Alongside the twist-filled plot, there are a whole load of pop culture references and bizarre jokes to geek out on. We’ve broken down our favourites below:
The most obvious one: the creatures that Rick, Morty and Summer are trapped by are clearly inspired by the face-huggers in the Alien franchise. In Rick and Morty’s universe, as in the classic 1979 epic, the creatures attach themselves to their victim’s face before laying eggs in the host’s stomach, with an alien bursting out 30 minutes later.
However, instead of them being vicious creatures, Rick and Morty give their versions of the slimy extar-terrestrials a more emotional character arc after Summer convinces them to end their cruel cycle of procreation to adopt a more progressive, technological-driven society.
It’s very obvious to anyone that’s seen Ridley Scott’s Alien prequel starring Michael Fassbender, but this week’s episode title, ‘Promortyus’, nodded to the 2012 sci-fi thriller. As mentioned previously, the story’s concept and ‘face-hugger’ plot tool were all cribbed from the Alien franchise too – and presumably, Prometheus was the only film out of the six official entries that they could think up a pun for.
Blink and you’ll miss it, but there’s a nod to the galaxy far, far away when Rick and Morty note that they feel no guilt over their destructive actions. Where have we seen that before? Well, blowing up multiple space stations with hundreds (if not thousands) of workers on board over a political dispute isn’t exactly ethical – is it? Luke Skywalker, we shun you.
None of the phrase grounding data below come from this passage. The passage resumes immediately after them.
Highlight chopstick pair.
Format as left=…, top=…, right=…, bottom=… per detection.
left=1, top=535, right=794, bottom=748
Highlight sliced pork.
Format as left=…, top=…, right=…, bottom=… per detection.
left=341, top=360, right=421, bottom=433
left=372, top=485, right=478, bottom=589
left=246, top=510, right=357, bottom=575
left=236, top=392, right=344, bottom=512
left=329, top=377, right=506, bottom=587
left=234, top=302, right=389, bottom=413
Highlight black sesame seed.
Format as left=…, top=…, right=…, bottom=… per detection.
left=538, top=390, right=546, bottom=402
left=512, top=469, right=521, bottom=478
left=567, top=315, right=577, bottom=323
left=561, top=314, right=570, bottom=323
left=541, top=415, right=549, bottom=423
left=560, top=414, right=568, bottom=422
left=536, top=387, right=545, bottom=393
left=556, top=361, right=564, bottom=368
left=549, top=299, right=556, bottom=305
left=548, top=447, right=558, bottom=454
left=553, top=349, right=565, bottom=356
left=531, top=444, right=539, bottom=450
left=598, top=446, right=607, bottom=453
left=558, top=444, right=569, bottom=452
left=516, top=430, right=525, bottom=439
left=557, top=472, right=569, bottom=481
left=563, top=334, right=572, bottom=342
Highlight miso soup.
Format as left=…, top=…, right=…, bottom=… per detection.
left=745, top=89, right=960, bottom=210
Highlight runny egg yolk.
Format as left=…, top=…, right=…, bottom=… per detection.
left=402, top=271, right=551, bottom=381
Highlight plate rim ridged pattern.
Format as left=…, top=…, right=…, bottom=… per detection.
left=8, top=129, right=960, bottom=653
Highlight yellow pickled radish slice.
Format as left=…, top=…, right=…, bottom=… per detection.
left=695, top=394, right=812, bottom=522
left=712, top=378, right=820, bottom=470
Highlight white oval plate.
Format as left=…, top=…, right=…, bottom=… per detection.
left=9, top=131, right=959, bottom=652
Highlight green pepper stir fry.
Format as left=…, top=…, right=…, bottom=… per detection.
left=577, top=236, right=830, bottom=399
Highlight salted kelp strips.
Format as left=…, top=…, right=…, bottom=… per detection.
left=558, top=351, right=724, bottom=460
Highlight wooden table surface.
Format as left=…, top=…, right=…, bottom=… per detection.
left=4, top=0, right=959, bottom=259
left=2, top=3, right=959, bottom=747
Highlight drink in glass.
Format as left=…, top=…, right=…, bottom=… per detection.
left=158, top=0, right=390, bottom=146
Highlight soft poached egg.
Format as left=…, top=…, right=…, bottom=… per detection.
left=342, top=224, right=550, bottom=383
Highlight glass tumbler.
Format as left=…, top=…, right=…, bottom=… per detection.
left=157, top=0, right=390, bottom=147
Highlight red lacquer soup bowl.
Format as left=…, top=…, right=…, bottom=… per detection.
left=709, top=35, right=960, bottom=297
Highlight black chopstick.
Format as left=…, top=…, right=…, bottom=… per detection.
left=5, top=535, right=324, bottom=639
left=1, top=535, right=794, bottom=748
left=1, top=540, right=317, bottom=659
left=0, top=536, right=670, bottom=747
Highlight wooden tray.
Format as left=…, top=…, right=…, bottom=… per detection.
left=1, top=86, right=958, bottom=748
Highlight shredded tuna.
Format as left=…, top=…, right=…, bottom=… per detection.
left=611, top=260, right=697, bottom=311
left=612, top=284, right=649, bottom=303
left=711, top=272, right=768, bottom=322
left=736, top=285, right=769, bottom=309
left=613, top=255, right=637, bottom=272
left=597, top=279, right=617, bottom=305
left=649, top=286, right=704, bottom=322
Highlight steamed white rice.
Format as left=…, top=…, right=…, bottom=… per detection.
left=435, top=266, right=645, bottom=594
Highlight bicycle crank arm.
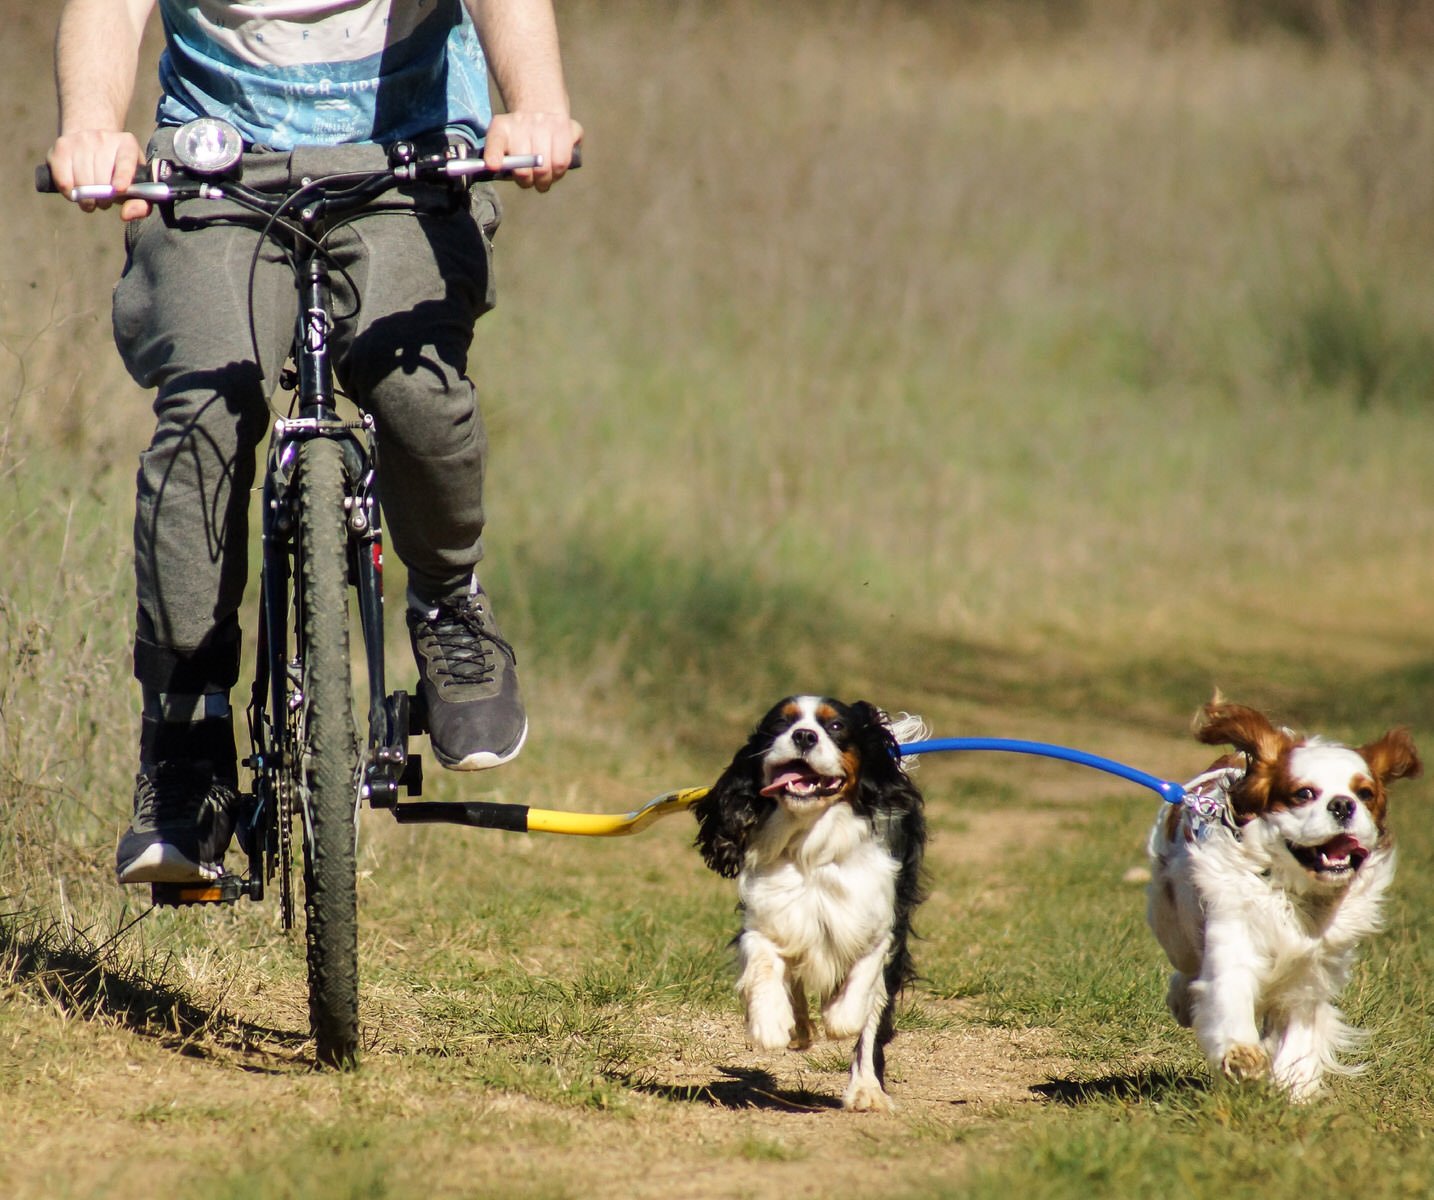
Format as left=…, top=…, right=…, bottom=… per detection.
left=362, top=691, right=426, bottom=806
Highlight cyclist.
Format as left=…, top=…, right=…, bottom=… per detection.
left=44, top=0, right=582, bottom=886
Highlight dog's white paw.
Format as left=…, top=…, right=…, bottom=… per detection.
left=1221, top=1043, right=1271, bottom=1082
left=842, top=1080, right=895, bottom=1113
left=747, top=1008, right=795, bottom=1052
left=1281, top=1076, right=1325, bottom=1103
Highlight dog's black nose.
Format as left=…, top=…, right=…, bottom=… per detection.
left=791, top=727, right=818, bottom=752
left=1327, top=796, right=1356, bottom=825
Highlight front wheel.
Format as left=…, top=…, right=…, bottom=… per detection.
left=292, top=437, right=361, bottom=1067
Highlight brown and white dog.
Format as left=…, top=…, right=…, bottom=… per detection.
left=1147, top=697, right=1420, bottom=1099
left=693, top=696, right=926, bottom=1111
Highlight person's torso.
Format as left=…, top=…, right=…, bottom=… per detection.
left=155, top=0, right=491, bottom=149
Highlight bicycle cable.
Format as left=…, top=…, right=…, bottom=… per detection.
left=226, top=171, right=379, bottom=416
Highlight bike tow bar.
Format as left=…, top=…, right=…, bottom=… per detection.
left=387, top=787, right=709, bottom=838
left=385, top=738, right=1187, bottom=838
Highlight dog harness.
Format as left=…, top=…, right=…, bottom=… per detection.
left=1180, top=761, right=1246, bottom=841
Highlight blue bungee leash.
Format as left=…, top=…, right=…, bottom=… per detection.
left=900, top=737, right=1187, bottom=805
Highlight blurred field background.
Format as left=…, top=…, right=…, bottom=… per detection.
left=4, top=1, right=1434, bottom=1197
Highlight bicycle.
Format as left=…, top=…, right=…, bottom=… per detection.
left=38, top=119, right=563, bottom=1067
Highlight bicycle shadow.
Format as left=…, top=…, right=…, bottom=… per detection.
left=625, top=1066, right=843, bottom=1112
left=0, top=914, right=309, bottom=1072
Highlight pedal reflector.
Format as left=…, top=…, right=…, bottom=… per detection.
left=151, top=876, right=254, bottom=906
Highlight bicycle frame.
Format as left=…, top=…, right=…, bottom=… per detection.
left=269, top=227, right=425, bottom=897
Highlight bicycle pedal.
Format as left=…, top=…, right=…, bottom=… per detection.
left=151, top=876, right=259, bottom=906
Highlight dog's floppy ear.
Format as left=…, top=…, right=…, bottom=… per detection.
left=849, top=700, right=923, bottom=820
left=1360, top=727, right=1422, bottom=787
left=693, top=733, right=772, bottom=879
left=1195, top=696, right=1290, bottom=766
left=847, top=701, right=901, bottom=783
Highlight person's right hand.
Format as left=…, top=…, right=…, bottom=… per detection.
left=47, top=128, right=151, bottom=220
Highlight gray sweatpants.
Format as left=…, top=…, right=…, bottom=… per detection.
left=113, top=133, right=500, bottom=694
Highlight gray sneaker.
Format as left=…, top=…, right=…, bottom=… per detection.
left=407, top=588, right=527, bottom=770
left=115, top=763, right=238, bottom=885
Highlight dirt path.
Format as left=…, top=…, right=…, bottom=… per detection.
left=4, top=804, right=1084, bottom=1199
left=552, top=1010, right=1072, bottom=1200
left=4, top=962, right=1075, bottom=1200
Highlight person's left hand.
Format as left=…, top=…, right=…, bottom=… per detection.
left=482, top=111, right=582, bottom=191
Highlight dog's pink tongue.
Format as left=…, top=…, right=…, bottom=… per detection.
left=1322, top=833, right=1365, bottom=858
left=761, top=769, right=809, bottom=797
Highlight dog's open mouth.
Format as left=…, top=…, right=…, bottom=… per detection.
left=761, top=763, right=845, bottom=800
left=1287, top=833, right=1370, bottom=876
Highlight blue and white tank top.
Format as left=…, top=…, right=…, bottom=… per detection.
left=155, top=0, right=492, bottom=148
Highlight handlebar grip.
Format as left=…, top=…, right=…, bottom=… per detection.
left=35, top=161, right=154, bottom=195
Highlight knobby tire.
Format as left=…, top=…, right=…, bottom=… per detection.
left=293, top=437, right=361, bottom=1068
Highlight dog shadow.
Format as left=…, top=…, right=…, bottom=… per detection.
left=1, top=917, right=309, bottom=1071
left=628, top=1066, right=844, bottom=1112
left=1033, top=1068, right=1207, bottom=1105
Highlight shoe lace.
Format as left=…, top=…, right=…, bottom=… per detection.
left=136, top=762, right=216, bottom=821
left=422, top=601, right=516, bottom=686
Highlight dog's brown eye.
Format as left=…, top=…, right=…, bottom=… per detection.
left=827, top=720, right=845, bottom=735
left=1356, top=786, right=1375, bottom=802
left=1294, top=787, right=1316, bottom=802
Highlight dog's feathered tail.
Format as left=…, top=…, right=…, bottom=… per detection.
left=885, top=711, right=929, bottom=773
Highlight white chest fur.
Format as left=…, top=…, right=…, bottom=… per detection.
left=738, top=804, right=898, bottom=996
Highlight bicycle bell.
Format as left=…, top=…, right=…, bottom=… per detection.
left=171, top=117, right=244, bottom=175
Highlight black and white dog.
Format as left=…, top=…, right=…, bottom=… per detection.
left=694, top=696, right=926, bottom=1111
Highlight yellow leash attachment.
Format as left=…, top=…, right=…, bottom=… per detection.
left=524, top=787, right=710, bottom=837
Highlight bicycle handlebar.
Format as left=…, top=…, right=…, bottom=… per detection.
left=35, top=146, right=580, bottom=202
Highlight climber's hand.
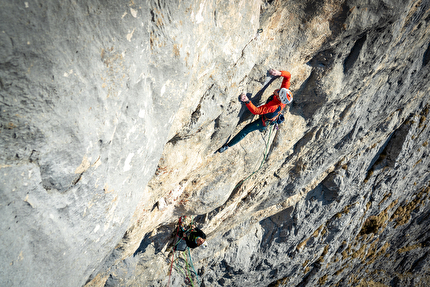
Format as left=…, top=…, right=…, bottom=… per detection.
left=240, top=92, right=249, bottom=103
left=269, top=68, right=281, bottom=77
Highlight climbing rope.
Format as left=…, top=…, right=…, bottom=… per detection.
left=234, top=123, right=276, bottom=190
left=175, top=252, right=194, bottom=287
left=187, top=247, right=201, bottom=285
left=167, top=216, right=183, bottom=287
left=173, top=255, right=188, bottom=280
left=183, top=217, right=201, bottom=285
left=167, top=216, right=201, bottom=287
left=183, top=251, right=195, bottom=287
left=173, top=216, right=193, bottom=248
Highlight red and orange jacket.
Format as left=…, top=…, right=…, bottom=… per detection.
left=245, top=70, right=291, bottom=126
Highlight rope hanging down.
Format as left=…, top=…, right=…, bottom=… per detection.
left=167, top=216, right=201, bottom=287
left=234, top=123, right=276, bottom=190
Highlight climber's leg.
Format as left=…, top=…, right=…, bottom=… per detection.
left=222, top=119, right=267, bottom=152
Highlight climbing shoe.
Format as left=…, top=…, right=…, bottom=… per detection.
left=218, top=145, right=229, bottom=153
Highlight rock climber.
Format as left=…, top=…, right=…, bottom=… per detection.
left=181, top=224, right=207, bottom=249
left=218, top=68, right=293, bottom=153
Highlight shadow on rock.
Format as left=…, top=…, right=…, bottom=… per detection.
left=133, top=224, right=175, bottom=256
left=237, top=73, right=279, bottom=126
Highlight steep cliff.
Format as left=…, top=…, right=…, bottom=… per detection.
left=1, top=0, right=430, bottom=286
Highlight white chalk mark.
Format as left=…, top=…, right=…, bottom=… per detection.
left=126, top=28, right=136, bottom=42
left=124, top=153, right=134, bottom=172
left=161, top=84, right=166, bottom=97
left=130, top=8, right=137, bottom=18
left=93, top=224, right=100, bottom=233
left=195, top=2, right=205, bottom=24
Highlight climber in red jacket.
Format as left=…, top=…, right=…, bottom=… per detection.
left=218, top=68, right=292, bottom=153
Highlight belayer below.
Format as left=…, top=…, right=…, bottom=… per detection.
left=180, top=224, right=207, bottom=249
left=218, top=68, right=293, bottom=153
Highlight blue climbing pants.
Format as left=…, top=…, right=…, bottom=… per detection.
left=227, top=119, right=267, bottom=147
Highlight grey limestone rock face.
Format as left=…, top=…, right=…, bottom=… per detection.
left=1, top=0, right=430, bottom=287
left=0, top=0, right=189, bottom=286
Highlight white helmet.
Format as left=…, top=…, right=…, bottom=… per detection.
left=278, top=88, right=293, bottom=104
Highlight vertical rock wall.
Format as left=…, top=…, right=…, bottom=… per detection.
left=0, top=0, right=194, bottom=286
left=1, top=0, right=430, bottom=287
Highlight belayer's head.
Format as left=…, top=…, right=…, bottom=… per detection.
left=196, top=237, right=206, bottom=248
left=277, top=88, right=293, bottom=104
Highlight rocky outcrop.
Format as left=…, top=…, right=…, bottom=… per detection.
left=1, top=0, right=429, bottom=286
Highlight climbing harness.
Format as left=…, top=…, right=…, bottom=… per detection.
left=260, top=91, right=287, bottom=127
left=262, top=105, right=283, bottom=126
left=167, top=216, right=201, bottom=287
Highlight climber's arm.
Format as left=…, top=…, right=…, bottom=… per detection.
left=245, top=101, right=279, bottom=115
left=280, top=70, right=291, bottom=89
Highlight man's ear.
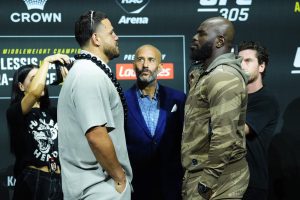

In another, probably unintentional similarity, the planet which this week’s episode takes place on is called Glorzo – a greasy, disgusting alien character from Star Wars‘ expanded universe. Glorzo is only a minor name in the Disney franchise, but you’d think creators Dan Harmon and Justin Roiland probably did a basic Google search before approving the episode. A very subtle Easter egg, perhaps?
9/11 and Pearl Harbour
Not specifically a sci-fi reference, we’ll admit, but Rick and Morty don’t discriminate so we’ll allow it. Our interdimensional duo crack a rather risqué joke about 9/11 as they pass by two tall skyscrapers during their escape from the alien world. While they congratulate themselves over avoiding a “cheap” gag – even though they technically didn’t – they then decide it’s “in bounds” to poke fun at WWII US naval defeat biopic Pearl Harbour while bombing a shipyard.
— Joku🍜 (@Josephers15) May 11, 2020
The first ever episode
We all know the series likes to go meta, and Promortyus continued that tradition by harking back to Rick and Morty‘s first ever episode. In reference to the alien eggs being “shit out” of the host’s body, Rick tells Morty that they have gone “full circle from the pilot” — where Rick gets Morty to smuggle some valuable Mega Seeds by hiding them “in his butthole”. That’s a whopping six years and 38 episodes ago!